The press conference coincided with the release of two new Beatles records, and the music, as always, managed to work its essential magic. On roughly five thousand radio stations on August 5—that is, the stations that were
playing,
as opposed to
burning,
Beatles records—the single “Yellow Submarine” and “Eleanor Rigby” received its first airplay. What an earful of
music on two sides of a single disc—from the ridiculous to the sublime! When the reviews hit the trades, it was clear the record was every bit as audacious—and intricate—as its makers had intended. More and more often, the critics just threw up their hands. “
One thing seems certain
to me—you’ll soon be singing about a ‘Yellow Submarine,’ ” hedged Alan Evans in an issue of
NME.
“It should be a household favorite soon.” Otherwise, Evans couldn’t get a handle on “Eleanor Rigby,” writing it off as “a folksy ballad sung with very clear diction by Paul McCartney.”
About
Revolver,
which was released the same day, they were less ecstatic, even somewhat baffled by the music’s ample complexities. “The new Beatles’ album,
Revolver,
certainly has new sounds and new ideas, and should cause plenty of argument among fans as to whether it is as good as or better than previous efforts,” wrote
NME.
Songs like “Tomorrow Never Knows” perplexed critics.

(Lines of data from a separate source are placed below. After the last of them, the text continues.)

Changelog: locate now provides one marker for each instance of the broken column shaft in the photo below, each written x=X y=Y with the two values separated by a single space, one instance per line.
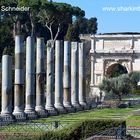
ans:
x=30 y=78
x=19 y=78
x=58 y=77
x=6 y=112
x=74 y=76
x=40 y=78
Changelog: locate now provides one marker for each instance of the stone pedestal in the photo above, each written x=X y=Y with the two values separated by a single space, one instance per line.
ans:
x=58 y=77
x=19 y=79
x=30 y=79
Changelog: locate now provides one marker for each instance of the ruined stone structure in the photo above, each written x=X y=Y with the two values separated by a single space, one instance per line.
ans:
x=109 y=50
x=64 y=73
x=62 y=91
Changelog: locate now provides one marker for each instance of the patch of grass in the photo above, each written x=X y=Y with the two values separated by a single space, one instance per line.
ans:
x=109 y=113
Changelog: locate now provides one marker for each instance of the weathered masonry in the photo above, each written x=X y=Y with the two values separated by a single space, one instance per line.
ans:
x=108 y=50
x=64 y=75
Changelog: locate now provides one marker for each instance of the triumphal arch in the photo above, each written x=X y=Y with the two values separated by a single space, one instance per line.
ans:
x=107 y=50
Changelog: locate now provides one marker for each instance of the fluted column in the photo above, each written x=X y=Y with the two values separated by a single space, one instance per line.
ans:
x=40 y=79
x=58 y=77
x=6 y=112
x=67 y=78
x=74 y=76
x=30 y=78
x=19 y=78
x=82 y=84
x=50 y=81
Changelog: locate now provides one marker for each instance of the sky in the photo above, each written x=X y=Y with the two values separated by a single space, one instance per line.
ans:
x=112 y=15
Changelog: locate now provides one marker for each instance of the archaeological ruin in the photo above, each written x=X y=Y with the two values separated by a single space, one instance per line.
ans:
x=56 y=84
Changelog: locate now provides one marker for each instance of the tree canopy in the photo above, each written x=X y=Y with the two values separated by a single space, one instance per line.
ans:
x=47 y=19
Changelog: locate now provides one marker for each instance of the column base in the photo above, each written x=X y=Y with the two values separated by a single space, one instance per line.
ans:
x=51 y=111
x=84 y=105
x=31 y=115
x=77 y=107
x=136 y=112
x=7 y=117
x=69 y=108
x=41 y=112
x=61 y=109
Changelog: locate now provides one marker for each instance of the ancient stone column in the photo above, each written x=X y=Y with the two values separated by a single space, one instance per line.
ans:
x=6 y=112
x=19 y=78
x=82 y=84
x=74 y=76
x=67 y=77
x=92 y=51
x=50 y=80
x=30 y=78
x=40 y=78
x=58 y=77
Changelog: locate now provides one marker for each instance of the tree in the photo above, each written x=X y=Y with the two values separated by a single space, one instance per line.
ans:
x=57 y=16
x=72 y=33
x=87 y=26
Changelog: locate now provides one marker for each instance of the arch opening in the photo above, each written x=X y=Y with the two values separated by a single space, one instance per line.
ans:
x=115 y=70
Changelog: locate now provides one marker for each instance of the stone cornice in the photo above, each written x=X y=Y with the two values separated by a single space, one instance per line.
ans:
x=118 y=36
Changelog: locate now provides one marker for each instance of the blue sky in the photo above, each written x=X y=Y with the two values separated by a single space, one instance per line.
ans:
x=112 y=15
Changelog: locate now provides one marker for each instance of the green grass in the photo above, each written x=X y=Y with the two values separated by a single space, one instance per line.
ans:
x=114 y=113
x=69 y=119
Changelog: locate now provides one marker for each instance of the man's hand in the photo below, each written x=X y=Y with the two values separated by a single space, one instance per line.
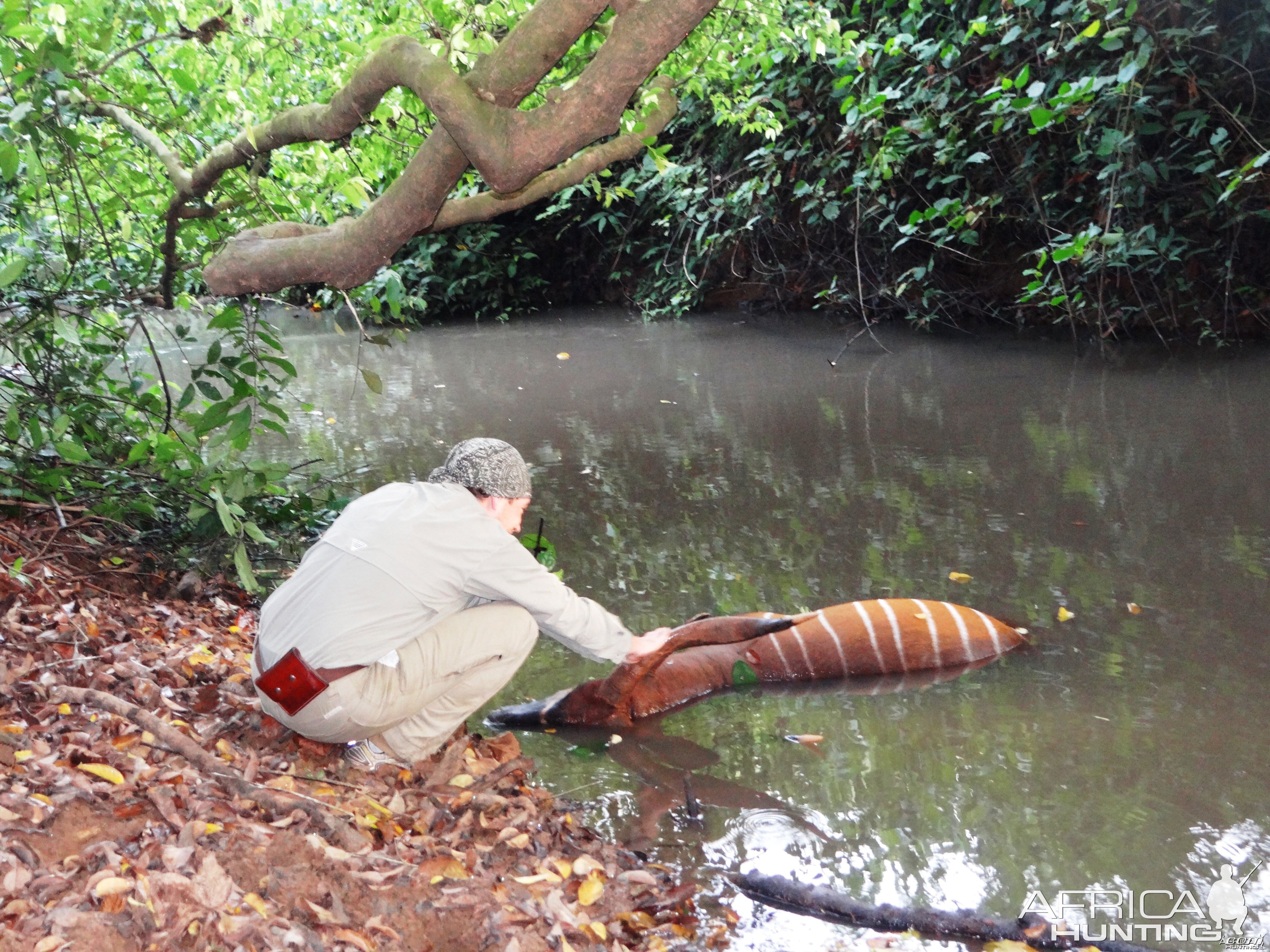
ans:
x=647 y=644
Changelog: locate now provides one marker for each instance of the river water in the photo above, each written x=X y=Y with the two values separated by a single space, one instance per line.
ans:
x=723 y=465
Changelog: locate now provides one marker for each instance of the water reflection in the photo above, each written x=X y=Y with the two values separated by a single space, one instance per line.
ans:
x=726 y=468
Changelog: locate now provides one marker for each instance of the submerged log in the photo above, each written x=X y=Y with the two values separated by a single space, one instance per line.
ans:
x=839 y=908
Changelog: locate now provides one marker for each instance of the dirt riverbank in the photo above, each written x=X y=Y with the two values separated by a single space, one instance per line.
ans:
x=212 y=827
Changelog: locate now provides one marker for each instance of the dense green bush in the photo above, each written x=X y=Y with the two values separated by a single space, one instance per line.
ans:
x=1046 y=162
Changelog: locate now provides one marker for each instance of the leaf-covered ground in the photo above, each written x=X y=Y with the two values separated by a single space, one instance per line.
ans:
x=114 y=841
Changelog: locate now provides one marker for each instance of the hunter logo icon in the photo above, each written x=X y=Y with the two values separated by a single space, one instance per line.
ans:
x=1226 y=898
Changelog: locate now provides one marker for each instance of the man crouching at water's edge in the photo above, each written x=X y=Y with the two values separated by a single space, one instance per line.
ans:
x=416 y=607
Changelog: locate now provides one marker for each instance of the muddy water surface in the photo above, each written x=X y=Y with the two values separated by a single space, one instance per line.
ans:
x=722 y=465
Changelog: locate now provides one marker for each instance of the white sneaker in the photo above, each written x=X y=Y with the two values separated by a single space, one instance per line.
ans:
x=366 y=756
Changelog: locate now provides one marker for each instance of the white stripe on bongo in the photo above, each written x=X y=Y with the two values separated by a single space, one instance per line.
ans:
x=930 y=628
x=778 y=647
x=873 y=636
x=837 y=642
x=991 y=628
x=960 y=628
x=806 y=656
x=895 y=630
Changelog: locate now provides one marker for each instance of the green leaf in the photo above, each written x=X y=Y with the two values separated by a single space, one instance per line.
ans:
x=355 y=191
x=1041 y=117
x=223 y=511
x=244 y=569
x=12 y=272
x=183 y=79
x=8 y=162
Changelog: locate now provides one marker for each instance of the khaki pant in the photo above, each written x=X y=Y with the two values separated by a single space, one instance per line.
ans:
x=441 y=678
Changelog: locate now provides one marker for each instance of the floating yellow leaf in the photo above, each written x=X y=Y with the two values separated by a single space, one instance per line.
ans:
x=257 y=904
x=105 y=771
x=112 y=886
x=585 y=865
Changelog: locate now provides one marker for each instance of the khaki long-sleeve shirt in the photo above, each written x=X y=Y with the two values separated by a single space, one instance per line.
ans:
x=406 y=556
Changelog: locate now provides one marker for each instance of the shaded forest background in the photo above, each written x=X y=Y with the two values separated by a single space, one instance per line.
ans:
x=1069 y=163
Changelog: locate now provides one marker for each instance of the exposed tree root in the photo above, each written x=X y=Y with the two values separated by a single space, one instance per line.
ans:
x=840 y=908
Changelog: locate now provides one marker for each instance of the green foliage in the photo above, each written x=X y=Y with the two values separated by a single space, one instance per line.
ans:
x=1045 y=162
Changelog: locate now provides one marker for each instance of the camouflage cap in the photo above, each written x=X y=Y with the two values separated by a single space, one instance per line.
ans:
x=488 y=466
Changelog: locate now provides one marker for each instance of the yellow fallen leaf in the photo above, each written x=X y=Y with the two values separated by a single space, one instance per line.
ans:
x=105 y=771
x=257 y=904
x=354 y=939
x=324 y=916
x=112 y=886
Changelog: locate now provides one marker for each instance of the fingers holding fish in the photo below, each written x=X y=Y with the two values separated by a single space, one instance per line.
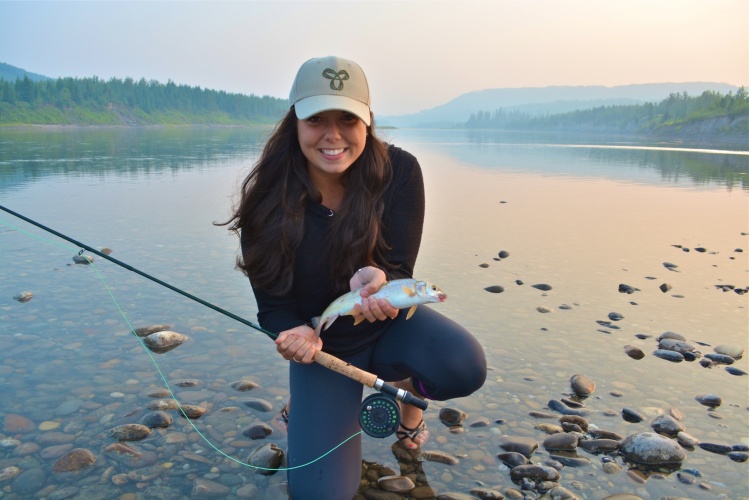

They appreciated its message to turn off your mind, relax, and float downstream. “But how can you relax with the electronic outer-space noises, often sounding like seagulls?” they wondered. “Even John’s voice is weirdly fractured and given a faraway sound.” And no one predicted the album’s powerful resonance, that it would be considered an artistic breakthrough, or that thirty years later, when
Mojo
magazine compiled “
The 100 Greatest Albums
Ever Made,” its readers would rank
Revolver
number one, hands down. “From the day it came out, it changed the way everyone else made records,” Geoff Emerick reminisced in that celebrated issue. “No one had ever heard anything like that before.”
And though they may have been ahead of the curve, the Beatles were not alone. Every week articles filled the pages of
Billboard, NME,
and
Melody Maker
with the incredible stuff that was pouring out of new groups. Two weeks before the Beatles’ American tour opened, the Lovin’ Spoonful soared to the top of the pop charts with the harder-edged “Summer in the City,” displacing “Wild Thing,” by the Troggs. The Beach Boys put out the legendary
Pet Sounds
about the same time Bob Dylan released
Blonde on Blonde.
“Mother’s Little Helper” and “Paint It Black” certified the Stones’ outlaw status. The daring “Eight Miles High” launched the Byrds into outer space. The Holland-Dozier-Holland assembly line continued cranking out sweet soul classics. Tim Hardin made his enviable debut, along with albums by Quicksilver Messenger Service, the Mamas and the Papas, Simon and Garfunkel, Laura Nyro, the Mothers of Invention, and the Velvet Underground, each one as original and eclectic as the next. Ultimately, however, it was the Beatles that provided the most uncompromising, even disruptive, listening experience.
Q
would eventually refer to
Revolver
as a “
scaling of new musical peaks
… a quantum leap forward” for a band of beloved pop heroes. But corresponding as it did with John’s controversial comments, it also represented entry into a dark, ruthless crosscurrent destined to reroute the Beatles as cultural reactionaries.
Image,
which had always defined the Beatles, now daunted those fans who were unprepared for a transition. ”
We’re not trying to pass off as kids
,” John insisted. “We have been Beatles as best we ever will be—those four jolly lads. But we’re not those people anymore.” There was no point in keeping up the pose as those wacky teenage idols, not when they’d evolved into the kind of men and musicians who produced a document as riveting as
Revolver.
As individuals, John, Paul, George, and Ringo were growing up; as the Beatles, they were beginning to grow apart.